GME Stock Isn’t Going Away: Why Michael Burry Just Upped His Bet on GameStop

Gme stock

These days, there’s a certain quiet that doesn’t quite live up to GameStop’s reputation. Pre-market trading saw a slight increase, but the stock closed Monday at $24.46, down 1.85%. Not a circus. No tidal wave on Reddit. Nevertheless, the name continues to rank highly on social media, generate thousands of comments on r/Superstonk, and divide analysts who are unable to determine whether this is a turnaround story or a nostalgia play sustained by a devoted customer base. It’s difficult to ignore how different the mood is from January 2021, when shares hit $483 intraday and everyone momentarily pretended to comprehend short interest ratios.

However, the business has evolved—possibly more than the market has anticipated. With about $9 billion in cash on hand and virtually no long-term debt, GameStop has been subtly reorganizing itself around digital collectibles, trading cards, and a smaller, more lucrative retail footprint. When you consider that the company is no longer attempting to be a physical video game chain in the Blockbuster sense, the $1.1 billion in revenue in Q4 2025 was down almost 14% year over year. The success of this change will depend on how it is carried out and whether chairman Ryan Cohen can do with GameStop what he did with Chewy: transform a faltering specialty retailer into something more resilient.
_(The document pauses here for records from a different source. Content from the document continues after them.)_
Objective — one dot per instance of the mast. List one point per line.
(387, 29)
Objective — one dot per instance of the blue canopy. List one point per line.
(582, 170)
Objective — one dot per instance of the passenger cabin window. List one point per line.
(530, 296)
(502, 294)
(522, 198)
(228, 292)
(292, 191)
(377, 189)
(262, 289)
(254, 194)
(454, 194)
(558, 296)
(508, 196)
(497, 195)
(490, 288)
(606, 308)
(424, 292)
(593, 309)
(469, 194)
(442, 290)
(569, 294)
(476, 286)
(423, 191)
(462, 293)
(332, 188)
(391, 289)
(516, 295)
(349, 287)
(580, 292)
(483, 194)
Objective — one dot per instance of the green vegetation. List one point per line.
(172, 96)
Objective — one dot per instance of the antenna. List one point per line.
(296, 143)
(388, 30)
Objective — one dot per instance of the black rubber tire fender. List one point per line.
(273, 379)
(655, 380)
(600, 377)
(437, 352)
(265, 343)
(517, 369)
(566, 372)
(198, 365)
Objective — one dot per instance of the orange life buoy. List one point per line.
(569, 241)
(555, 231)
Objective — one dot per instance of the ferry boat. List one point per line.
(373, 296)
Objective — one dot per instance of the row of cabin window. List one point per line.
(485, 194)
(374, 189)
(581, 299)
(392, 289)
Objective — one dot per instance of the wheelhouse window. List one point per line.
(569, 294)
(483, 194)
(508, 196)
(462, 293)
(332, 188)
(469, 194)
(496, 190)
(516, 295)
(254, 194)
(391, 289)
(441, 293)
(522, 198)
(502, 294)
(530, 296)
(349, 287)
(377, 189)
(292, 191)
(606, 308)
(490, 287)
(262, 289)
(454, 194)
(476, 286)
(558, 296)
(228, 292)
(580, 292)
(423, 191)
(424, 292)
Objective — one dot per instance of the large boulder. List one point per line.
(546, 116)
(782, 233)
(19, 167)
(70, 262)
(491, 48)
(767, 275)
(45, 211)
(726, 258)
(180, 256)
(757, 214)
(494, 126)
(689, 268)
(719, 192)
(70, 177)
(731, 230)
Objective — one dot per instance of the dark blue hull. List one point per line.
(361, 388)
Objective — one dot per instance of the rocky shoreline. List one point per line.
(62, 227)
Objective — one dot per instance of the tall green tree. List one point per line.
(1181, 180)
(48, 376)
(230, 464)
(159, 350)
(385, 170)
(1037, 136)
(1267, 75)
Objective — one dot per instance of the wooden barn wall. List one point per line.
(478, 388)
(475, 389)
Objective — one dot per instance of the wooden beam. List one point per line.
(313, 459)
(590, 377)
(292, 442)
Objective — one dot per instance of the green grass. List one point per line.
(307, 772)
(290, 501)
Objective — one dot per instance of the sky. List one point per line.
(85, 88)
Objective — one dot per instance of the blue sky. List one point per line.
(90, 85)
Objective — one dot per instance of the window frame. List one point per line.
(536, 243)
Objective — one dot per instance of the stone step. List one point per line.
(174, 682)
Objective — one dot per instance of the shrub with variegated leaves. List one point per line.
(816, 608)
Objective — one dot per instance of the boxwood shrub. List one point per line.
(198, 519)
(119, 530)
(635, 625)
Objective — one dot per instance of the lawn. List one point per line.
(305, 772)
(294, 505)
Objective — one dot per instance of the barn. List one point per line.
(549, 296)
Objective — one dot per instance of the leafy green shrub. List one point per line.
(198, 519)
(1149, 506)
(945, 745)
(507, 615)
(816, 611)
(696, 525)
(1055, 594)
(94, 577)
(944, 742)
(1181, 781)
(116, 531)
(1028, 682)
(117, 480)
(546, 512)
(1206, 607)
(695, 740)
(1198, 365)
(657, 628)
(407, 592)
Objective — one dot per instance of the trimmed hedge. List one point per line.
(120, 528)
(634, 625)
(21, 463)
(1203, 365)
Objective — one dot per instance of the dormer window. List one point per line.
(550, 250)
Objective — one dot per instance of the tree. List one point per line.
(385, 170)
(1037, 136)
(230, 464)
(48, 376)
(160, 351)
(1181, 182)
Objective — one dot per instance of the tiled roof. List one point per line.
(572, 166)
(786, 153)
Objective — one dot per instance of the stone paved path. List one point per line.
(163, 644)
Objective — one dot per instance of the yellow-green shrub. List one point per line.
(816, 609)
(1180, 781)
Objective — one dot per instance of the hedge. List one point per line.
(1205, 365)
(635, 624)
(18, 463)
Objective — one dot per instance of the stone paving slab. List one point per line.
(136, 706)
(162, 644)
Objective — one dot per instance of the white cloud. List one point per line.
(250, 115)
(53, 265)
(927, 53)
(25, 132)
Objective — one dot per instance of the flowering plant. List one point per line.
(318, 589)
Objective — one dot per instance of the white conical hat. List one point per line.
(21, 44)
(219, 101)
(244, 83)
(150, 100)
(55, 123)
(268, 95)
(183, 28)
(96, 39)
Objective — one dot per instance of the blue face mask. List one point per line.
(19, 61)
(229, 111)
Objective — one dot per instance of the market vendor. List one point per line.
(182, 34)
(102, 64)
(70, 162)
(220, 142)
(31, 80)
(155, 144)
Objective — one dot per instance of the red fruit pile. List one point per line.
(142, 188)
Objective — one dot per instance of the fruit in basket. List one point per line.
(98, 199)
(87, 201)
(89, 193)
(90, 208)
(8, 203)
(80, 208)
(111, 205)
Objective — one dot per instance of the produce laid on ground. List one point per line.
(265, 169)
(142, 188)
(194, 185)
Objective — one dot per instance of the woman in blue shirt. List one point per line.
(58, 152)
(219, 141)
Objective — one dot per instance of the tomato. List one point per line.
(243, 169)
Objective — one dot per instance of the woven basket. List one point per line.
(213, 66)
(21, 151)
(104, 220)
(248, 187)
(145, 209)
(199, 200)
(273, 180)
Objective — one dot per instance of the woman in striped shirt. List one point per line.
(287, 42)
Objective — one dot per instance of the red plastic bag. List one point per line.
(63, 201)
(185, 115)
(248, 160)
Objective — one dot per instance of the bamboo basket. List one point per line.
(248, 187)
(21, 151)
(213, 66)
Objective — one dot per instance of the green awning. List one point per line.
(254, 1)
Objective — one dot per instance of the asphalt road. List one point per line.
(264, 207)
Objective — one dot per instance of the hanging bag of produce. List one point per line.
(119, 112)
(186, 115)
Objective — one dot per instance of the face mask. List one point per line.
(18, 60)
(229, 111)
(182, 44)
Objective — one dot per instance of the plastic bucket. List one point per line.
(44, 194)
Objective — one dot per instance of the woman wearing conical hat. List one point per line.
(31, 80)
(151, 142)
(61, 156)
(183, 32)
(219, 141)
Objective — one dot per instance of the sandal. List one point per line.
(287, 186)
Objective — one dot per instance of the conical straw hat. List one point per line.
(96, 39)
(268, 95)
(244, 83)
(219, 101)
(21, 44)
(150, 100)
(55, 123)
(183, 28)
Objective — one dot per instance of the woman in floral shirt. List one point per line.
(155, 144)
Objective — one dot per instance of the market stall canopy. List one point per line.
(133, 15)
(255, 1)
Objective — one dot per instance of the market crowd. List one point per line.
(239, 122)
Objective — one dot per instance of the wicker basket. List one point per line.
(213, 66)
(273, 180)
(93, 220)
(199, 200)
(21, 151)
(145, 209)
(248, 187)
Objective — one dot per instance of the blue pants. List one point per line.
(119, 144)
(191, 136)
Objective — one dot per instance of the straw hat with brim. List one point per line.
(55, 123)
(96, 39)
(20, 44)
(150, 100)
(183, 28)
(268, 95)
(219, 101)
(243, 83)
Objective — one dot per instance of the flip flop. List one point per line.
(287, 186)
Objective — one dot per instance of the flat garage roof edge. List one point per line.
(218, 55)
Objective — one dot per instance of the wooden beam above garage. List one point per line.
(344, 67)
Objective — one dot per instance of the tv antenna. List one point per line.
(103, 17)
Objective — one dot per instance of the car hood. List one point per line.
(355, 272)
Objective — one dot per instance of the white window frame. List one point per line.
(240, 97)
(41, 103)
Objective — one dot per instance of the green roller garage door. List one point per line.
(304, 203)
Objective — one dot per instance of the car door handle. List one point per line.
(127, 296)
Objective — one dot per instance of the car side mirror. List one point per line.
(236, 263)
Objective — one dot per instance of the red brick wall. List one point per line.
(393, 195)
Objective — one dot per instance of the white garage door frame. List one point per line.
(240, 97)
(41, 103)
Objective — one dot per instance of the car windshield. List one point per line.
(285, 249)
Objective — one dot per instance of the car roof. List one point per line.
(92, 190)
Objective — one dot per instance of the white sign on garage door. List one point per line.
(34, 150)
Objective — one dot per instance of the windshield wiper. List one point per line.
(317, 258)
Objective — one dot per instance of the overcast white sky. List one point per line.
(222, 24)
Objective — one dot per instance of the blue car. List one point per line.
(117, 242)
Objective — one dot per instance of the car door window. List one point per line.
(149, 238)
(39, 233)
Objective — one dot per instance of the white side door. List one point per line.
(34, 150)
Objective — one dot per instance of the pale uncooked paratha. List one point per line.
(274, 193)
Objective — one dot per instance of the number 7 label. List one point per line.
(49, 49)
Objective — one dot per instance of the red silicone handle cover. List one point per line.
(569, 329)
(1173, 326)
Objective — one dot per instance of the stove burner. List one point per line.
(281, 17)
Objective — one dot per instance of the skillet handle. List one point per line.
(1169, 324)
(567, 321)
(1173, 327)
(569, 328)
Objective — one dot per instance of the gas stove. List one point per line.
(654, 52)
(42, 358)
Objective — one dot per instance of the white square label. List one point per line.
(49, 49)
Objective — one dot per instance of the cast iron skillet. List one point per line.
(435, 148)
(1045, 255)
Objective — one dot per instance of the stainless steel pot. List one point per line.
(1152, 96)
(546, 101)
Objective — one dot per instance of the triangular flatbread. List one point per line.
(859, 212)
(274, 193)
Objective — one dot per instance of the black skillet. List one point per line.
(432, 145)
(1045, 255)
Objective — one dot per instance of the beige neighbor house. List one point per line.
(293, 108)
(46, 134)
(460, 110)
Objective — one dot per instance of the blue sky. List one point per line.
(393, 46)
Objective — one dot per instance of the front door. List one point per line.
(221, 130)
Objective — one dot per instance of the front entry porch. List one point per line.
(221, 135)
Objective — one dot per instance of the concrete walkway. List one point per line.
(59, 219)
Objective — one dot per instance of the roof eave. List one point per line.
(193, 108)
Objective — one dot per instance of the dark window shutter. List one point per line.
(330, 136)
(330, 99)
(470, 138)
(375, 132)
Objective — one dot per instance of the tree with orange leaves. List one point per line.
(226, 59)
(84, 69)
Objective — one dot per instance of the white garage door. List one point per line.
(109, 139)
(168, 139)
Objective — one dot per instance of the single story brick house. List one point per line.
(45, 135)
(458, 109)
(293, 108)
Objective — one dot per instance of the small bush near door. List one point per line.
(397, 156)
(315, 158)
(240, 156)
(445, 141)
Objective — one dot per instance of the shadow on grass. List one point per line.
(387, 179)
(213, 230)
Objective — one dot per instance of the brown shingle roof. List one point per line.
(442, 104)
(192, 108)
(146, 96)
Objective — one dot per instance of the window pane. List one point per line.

The most recent development occurred last week when it was revealed that Michael Burry, the investor made famous in The Big Short, had expanded his stake in GameStop. Bulls saw the move as confirmation of the theory that GME’s upside depends on how Cohen uses its cash pile, while its downside is constrained by its cash pile. The news spread across Reddit and Substack. For what it’s worth, Burry has also publicly disparaged the current Avis rally, referring to it as “dumb luck.” His concurrent vote of confidence in GameStop is therefore noteworthy. Nothing is guaranteed by it. An eyebrow is raised.

It gets really interesting when it comes to the valuation debate. Starting with about $595 million in trailing free cash flow, Simply Wall St’s discounted cash flow model yields an intrinsic value estimate of about $164.51 per share, indicating that the stock trades about 85% below its estimated value. The price-to-earnings ratio, however, presents a different picture. At 26 times earnings, GME is significantly higher than the peer group average of 17 times and higher than the specialty retail industry average of 21 times. According to one framework, it is severely undervalued. Priced at a premium, according to the other. Such a split is uncommon and instructive.

Then there are the two stories that serious investors are talking about. Based primarily on cash reserves, Cohen’s track record, the debt-free balance sheet, and an intriguing Bitcoin allocation that, depending on your mood, reads as either forward-thinking or unserious, the bull case places fair value close to $220. The bear case, which lands at $11.91, contends that the retail model has been fundamentally disrupted by digital distribution and that no amount of collectibles, buy-now-pay-later integrations, or meme-cycle energy can make it right. The stock is nearly exactly between those two poles at $24.46, which is either mathematically neat or actually significant, though it’s still unclear which.

The level of focus is what doesn’t change. Despite a reported 2,000% increase in short volume recently, shares have remained close to $25 without breaking through important support. With Cohen purchasing a million shares in the last six months, insider activity is leaning toward accumulation at the top. This is where something is going on. What precisely no one seems ready to say yet.